GB/T 45257-2025 Press and publication―Knowledge services―Extraction and marking up of knowledge element English, Anglais, Englisch, Inglés, えいご
This is a draft translation for reference among interesting stakeholders. The finalized translation (passing through draft translation, self-check, revision and verification) will be delivered upon being ordered.
ICS 01.140.40
CCS A 19
National Standard of the People's Republic of China
GB/T 45257-2025
Press and publication - Knowledge services - Extraction and marking up of knowledge element
新闻出版 知识服务 知识元提取与标引
(English Translation)
Issue date: 2025-02-28 Implementation date: 2025-06-01
Issued by the State Administration for Market Regulation
the Standardization Administration of the People's Republic of China
Contents
Foreword
1 Scope
2 Normative references
3 Terms and definitions
4 Abbreviations
5 Objects of extraction and marking up
6 Methods of extraction and marking up
7 Rules and specifications for extraction
8 Rules and specifications for marking up
9 Processes of extraction and marking up
10 Quality of extraction and marking up
Bibliography
Press and publication - Knowledge services - Extraction and marking up of knowledge element
1 Scope
This document specifies the objects, methods, rules, processes and quality requirements for the extraction and marking up of knowledge elements.

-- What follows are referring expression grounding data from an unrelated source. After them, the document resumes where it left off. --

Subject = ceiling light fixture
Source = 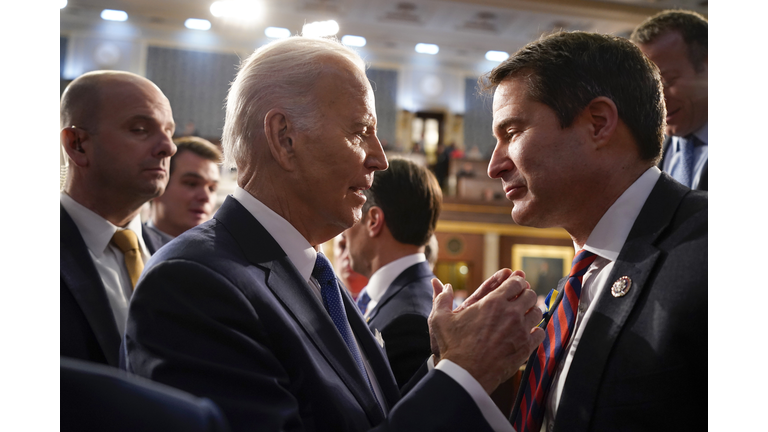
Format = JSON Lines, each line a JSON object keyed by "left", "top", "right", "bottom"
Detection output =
{"left": 264, "top": 27, "right": 291, "bottom": 39}
{"left": 485, "top": 50, "right": 509, "bottom": 62}
{"left": 185, "top": 18, "right": 212, "bottom": 31}
{"left": 60, "top": 0, "right": 67, "bottom": 9}
{"left": 302, "top": 20, "right": 339, "bottom": 37}
{"left": 415, "top": 43, "right": 439, "bottom": 55}
{"left": 101, "top": 9, "right": 128, "bottom": 22}
{"left": 341, "top": 35, "right": 366, "bottom": 47}
{"left": 210, "top": 1, "right": 263, "bottom": 18}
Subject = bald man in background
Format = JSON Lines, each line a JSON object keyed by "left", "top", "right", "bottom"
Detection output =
{"left": 60, "top": 70, "right": 176, "bottom": 367}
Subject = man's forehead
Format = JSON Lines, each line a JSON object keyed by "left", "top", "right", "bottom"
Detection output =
{"left": 492, "top": 77, "right": 527, "bottom": 112}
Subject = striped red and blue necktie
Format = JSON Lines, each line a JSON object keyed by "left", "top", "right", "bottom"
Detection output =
{"left": 513, "top": 249, "right": 598, "bottom": 432}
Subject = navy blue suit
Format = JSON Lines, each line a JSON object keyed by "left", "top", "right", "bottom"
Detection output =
{"left": 61, "top": 357, "right": 230, "bottom": 432}
{"left": 60, "top": 205, "right": 171, "bottom": 366}
{"left": 509, "top": 173, "right": 707, "bottom": 431}
{"left": 366, "top": 261, "right": 434, "bottom": 388}
{"left": 123, "top": 197, "right": 495, "bottom": 432}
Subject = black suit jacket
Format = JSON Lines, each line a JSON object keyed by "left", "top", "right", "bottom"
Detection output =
{"left": 509, "top": 173, "right": 707, "bottom": 431}
{"left": 366, "top": 261, "right": 434, "bottom": 388}
{"left": 60, "top": 205, "right": 171, "bottom": 366}
{"left": 61, "top": 357, "right": 230, "bottom": 432}
{"left": 659, "top": 136, "right": 708, "bottom": 190}
{"left": 123, "top": 196, "right": 494, "bottom": 432}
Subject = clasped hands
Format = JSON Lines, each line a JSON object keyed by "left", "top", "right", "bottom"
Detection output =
{"left": 428, "top": 269, "right": 545, "bottom": 394}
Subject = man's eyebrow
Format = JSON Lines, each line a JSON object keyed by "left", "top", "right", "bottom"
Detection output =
{"left": 493, "top": 116, "right": 525, "bottom": 134}
{"left": 125, "top": 114, "right": 176, "bottom": 130}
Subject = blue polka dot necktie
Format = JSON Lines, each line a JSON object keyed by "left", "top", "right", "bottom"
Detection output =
{"left": 313, "top": 253, "right": 380, "bottom": 406}
{"left": 357, "top": 289, "right": 371, "bottom": 314}
{"left": 513, "top": 249, "right": 598, "bottom": 432}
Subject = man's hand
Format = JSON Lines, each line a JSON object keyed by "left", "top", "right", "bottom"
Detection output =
{"left": 428, "top": 274, "right": 545, "bottom": 395}
{"left": 454, "top": 268, "right": 523, "bottom": 312}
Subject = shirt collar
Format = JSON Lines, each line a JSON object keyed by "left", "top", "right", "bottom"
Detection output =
{"left": 673, "top": 122, "right": 708, "bottom": 150}
{"left": 365, "top": 253, "right": 426, "bottom": 303}
{"left": 581, "top": 167, "right": 661, "bottom": 262}
{"left": 60, "top": 191, "right": 149, "bottom": 258}
{"left": 232, "top": 186, "right": 317, "bottom": 284}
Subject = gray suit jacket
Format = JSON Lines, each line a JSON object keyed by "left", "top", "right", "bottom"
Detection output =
{"left": 510, "top": 173, "right": 707, "bottom": 431}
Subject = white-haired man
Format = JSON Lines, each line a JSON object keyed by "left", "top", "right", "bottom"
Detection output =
{"left": 124, "top": 36, "right": 543, "bottom": 432}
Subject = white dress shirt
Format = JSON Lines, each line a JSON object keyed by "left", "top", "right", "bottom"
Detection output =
{"left": 540, "top": 167, "right": 661, "bottom": 432}
{"left": 360, "top": 253, "right": 426, "bottom": 318}
{"left": 60, "top": 192, "right": 151, "bottom": 335}
{"left": 662, "top": 123, "right": 708, "bottom": 189}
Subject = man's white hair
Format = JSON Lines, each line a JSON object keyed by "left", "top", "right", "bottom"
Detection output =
{"left": 222, "top": 36, "right": 367, "bottom": 170}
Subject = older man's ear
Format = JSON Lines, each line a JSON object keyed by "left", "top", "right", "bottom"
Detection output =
{"left": 264, "top": 108, "right": 297, "bottom": 172}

This document applies to the construction and management of knowledge bases and knowledge resource libraries in the press and publication field.
2 Normative references
The following documents contain requirements which, through reference in this text, constitute provisions of this document. For dated references, only the edition cited applies. For undated references, the latest edition of the referenced document (including any amendments) applies.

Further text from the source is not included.